Идея эта, впрочем, принадлежала не Александре, а Кларе Цеткин, немецкой коммунистке. Что характерно, первый раз, в 1910 году, праздник отмечался 19 марта. А потом, по неким объективным причинам, съехал на 8 марта. Так вот, знающие люди уверяют, что именно 8 марта какого‑то незапамятного года прекрасная царица Эсфирь, жена вавилонского царя Ксеркса, спасла от уничтожения всех евреев Вавилона, а их гонителя Амана подвела под «расстрельную статью»… Ах да, это реалии чуть более позднего времени! Под виселицу подвела она злодейского антисемита Амана и снискала себе славу и память в веках. В те баснословные времена 8 марта называлось праздник пурим в месяце адар.
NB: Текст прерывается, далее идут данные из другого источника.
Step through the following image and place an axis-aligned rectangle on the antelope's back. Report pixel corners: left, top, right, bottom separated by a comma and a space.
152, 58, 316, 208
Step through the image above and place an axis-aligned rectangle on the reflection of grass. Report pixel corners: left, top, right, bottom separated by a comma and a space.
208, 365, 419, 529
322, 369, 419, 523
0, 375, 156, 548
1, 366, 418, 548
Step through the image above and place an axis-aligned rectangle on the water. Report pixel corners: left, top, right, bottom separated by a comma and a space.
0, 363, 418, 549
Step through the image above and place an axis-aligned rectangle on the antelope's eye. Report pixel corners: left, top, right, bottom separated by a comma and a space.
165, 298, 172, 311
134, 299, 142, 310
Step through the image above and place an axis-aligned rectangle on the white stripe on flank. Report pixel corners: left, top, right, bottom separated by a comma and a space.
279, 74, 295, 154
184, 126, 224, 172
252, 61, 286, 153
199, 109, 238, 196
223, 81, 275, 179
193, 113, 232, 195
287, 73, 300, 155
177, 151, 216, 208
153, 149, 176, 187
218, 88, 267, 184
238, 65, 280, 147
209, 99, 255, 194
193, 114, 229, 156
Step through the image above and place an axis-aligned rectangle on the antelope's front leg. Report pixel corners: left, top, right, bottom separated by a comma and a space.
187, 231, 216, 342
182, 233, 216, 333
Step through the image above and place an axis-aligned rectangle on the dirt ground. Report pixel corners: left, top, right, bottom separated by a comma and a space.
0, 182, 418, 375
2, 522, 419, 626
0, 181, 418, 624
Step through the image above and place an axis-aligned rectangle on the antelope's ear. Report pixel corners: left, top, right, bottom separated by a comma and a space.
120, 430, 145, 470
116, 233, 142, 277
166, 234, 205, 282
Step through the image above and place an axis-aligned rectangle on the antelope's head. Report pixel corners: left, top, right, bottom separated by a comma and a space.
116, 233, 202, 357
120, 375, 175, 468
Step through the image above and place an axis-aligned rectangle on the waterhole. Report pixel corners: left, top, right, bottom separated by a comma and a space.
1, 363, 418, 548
Впрочем, для нашей истории эта историческая деталь не играет ровно никакой роли. Ну, разве что постольку, поскольку в Лондоне Александра своей пылкой речью повернула настроение нескольких тысяч англичан, собравшихся на антисемитский митинг по случаю совершения евреями в России ритуальных жертвоприношений (так называемое дело Бейлиса). После окончания речи этой «женщины поразительной красоты с буйно развевающимися по ветру волосами» (свидетельство одного из очевидцев) жители туманного Альбиона были готовы немедленно отправиться свергать самодержавие в России, которое допускает попрание прав бедных детей Израилевых!

Имея сокрушительный успех и оттачивая свое умение обретать доверие слушателей и зрителей, Александра, как ни странно, постепенно теряла его в отношениях со Шляпниковым. Пресловутый конфликт личного и общественного, любви и дела разгорался с невероятной силой и превращал их некогда мирное, любовное сосуществование в активный антагонизм. Они начали ссориться — сначала вроде бы изредка, по пустякам, а потом редкостью стали примирения. Постель уже не сближала, а отдаляла, потому что женщина‑политик была вечно чем‑нибудь занята, ей было не до того, чтобы в любое время дня и ночи отвечать на страстные ласки своего молодого любовника, мало‑мальски заботиться о нем, — она просиживала эти самые дни и ночи за работой над своими книгами, статьями, готовила конспекты будущих речей, а он никак не желал видеть в ней женщину‑товарища. Он, злодей такой, оказался лицемером и мещанином! Он в глубине души, как выяснилось, мечтал надеть на Александру те оковы рабства, которые она с таким трудом сбросила!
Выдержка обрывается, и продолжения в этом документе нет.